A arte de ficar em casa

ROGEL SAMUEL

Como os velhos como eu desenvolvem a arte de ficar em casa? Americanos velhos (e ricos) aprender a fazer turismo. Viajam pra cima e pra baixo.

A tia de minha amiga X., brasileira, solteira, falecida recentemente, com mais de 90 anos, de cadeira de rodas, todos os anos fazia um cruzeiro para a Europa, levada pela cuidadora (e seu filho, um rapaz que a ajudava).

Não era rica, mas tinha duas aposentadorias, passava o ano pagando as prestações do navio.

Como os parentes a impediram no último ano, com a passagem já paga, desgostosa arranjou um câncer no fígado e morreu. Sem dor.

Assim era o  Barão de Nova Friburgo, que tinha doze fazendas de café e construiu o Palácio do Catete, sede do governo brasileiro até Juscelino.

Pois outra amiga, Helena, que vivia de aposentadoria do INPS, e sentia dificuldade de pagar o condomínio, mas nunca perdeu a pose de grande dama, porte altivo, como se estivesse em Palácio. Usava uns brincos de plásticos coloridos e umas bijuterias baratas de aço que no seu corpo pareciam reluzentes jóias preciosas. Perto dela a conversa alongava a noite, a prodigiosa memória dos fatos, a cultura enciclopédica. Narrava viagens. Paris, New York. Gesticulava como se estivesse no salão da marquesa sua tia.

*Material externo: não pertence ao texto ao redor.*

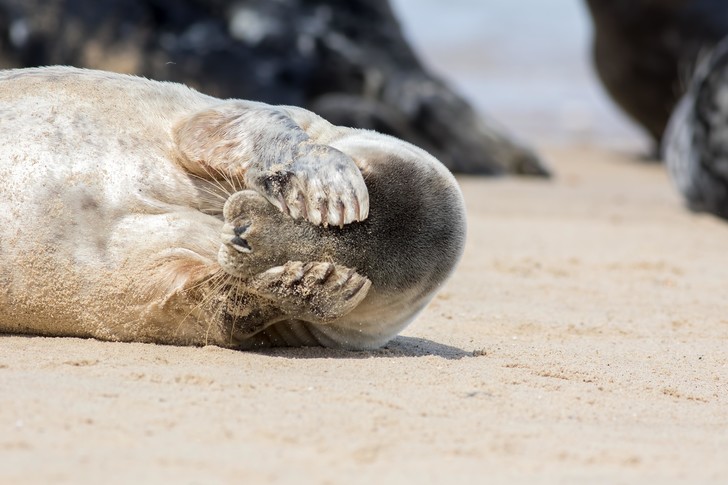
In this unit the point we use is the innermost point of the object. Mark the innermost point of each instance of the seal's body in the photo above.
(696, 140)
(136, 210)
(644, 50)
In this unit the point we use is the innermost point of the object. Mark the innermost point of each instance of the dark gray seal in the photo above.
(696, 141)
(645, 50)
(346, 61)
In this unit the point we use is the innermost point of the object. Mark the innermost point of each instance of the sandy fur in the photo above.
(112, 208)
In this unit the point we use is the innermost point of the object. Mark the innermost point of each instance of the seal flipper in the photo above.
(264, 149)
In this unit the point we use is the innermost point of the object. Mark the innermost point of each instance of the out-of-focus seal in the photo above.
(645, 50)
(135, 210)
(696, 141)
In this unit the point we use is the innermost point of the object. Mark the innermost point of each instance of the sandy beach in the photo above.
(583, 338)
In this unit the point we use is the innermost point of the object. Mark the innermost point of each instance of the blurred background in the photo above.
(525, 63)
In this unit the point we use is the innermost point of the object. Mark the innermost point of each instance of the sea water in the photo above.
(525, 63)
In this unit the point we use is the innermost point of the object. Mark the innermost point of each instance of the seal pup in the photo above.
(348, 61)
(645, 50)
(696, 140)
(137, 210)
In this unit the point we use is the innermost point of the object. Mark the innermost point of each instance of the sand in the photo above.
(583, 339)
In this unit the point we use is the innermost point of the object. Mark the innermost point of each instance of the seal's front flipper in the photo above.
(263, 148)
(316, 292)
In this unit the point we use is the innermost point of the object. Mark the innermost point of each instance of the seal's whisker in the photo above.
(211, 280)
(208, 185)
(223, 288)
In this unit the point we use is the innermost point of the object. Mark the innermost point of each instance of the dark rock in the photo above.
(645, 50)
(348, 61)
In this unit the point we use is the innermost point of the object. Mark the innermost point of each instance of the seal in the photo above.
(349, 62)
(137, 210)
(644, 50)
(696, 147)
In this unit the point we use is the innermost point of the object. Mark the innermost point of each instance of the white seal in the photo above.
(135, 210)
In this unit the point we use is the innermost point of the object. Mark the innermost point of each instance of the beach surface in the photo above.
(583, 339)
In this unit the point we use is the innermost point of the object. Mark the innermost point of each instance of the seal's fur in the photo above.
(136, 210)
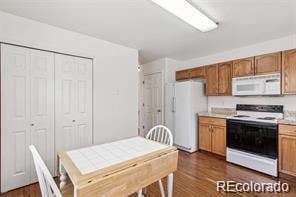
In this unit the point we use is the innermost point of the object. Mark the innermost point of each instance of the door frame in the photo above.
(141, 100)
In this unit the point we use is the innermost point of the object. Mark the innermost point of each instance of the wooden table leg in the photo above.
(63, 176)
(170, 185)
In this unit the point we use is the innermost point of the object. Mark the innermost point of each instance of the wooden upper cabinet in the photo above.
(182, 75)
(205, 137)
(225, 79)
(198, 72)
(243, 67)
(268, 63)
(219, 140)
(212, 80)
(289, 72)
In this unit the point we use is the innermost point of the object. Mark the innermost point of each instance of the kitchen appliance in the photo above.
(257, 85)
(252, 137)
(184, 100)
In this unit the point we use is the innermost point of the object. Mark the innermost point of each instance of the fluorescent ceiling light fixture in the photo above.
(188, 13)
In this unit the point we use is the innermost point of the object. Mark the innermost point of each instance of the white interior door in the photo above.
(26, 113)
(15, 117)
(41, 108)
(73, 88)
(153, 101)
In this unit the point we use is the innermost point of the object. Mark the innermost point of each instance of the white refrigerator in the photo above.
(183, 102)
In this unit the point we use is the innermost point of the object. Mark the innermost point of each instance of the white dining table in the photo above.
(119, 168)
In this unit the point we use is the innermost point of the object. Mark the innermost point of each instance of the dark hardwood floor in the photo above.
(196, 176)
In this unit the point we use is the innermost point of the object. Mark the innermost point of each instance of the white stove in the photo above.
(252, 137)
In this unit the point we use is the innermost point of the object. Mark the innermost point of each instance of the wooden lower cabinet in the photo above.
(287, 149)
(205, 137)
(219, 140)
(212, 135)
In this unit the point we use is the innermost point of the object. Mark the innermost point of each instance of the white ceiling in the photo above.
(143, 25)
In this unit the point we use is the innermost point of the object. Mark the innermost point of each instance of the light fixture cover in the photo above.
(188, 13)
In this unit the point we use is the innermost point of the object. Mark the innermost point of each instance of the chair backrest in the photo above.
(160, 134)
(47, 185)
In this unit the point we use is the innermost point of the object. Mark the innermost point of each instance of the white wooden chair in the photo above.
(47, 184)
(163, 135)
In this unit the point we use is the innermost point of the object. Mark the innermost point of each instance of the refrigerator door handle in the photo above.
(174, 104)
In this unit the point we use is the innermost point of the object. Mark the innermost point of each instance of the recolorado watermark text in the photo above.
(254, 187)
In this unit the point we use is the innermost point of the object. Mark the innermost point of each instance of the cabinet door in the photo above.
(15, 117)
(212, 80)
(219, 140)
(73, 93)
(182, 75)
(205, 136)
(289, 72)
(243, 67)
(225, 79)
(287, 157)
(41, 107)
(269, 63)
(198, 72)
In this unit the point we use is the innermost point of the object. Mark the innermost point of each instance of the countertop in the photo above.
(214, 114)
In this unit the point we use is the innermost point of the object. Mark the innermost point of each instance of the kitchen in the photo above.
(245, 133)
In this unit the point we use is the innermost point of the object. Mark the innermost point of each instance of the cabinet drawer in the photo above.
(287, 130)
(212, 121)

Helena vendeu seus bens para viajar, jóias, pequenos apartamentos. Vendia e gastava todo o dinheiro em Paris. "A única coisa que não se perde são as viagens", dizia.

Certa vez arriscou seu salário comprando uma cadeira antiga. "Preciso dela, para compor um canto da sala", comentou. Eu estava junto.

Morava num belo apartamento no Flamengo, único bem que restou. Tinha boa biblioteca, num dos cômodos, nunca possuiu um aparelho de TV. Nunca via tevê. Quando sozinha, restava na sala, um livro nas mãos, ou se perdia em divagações.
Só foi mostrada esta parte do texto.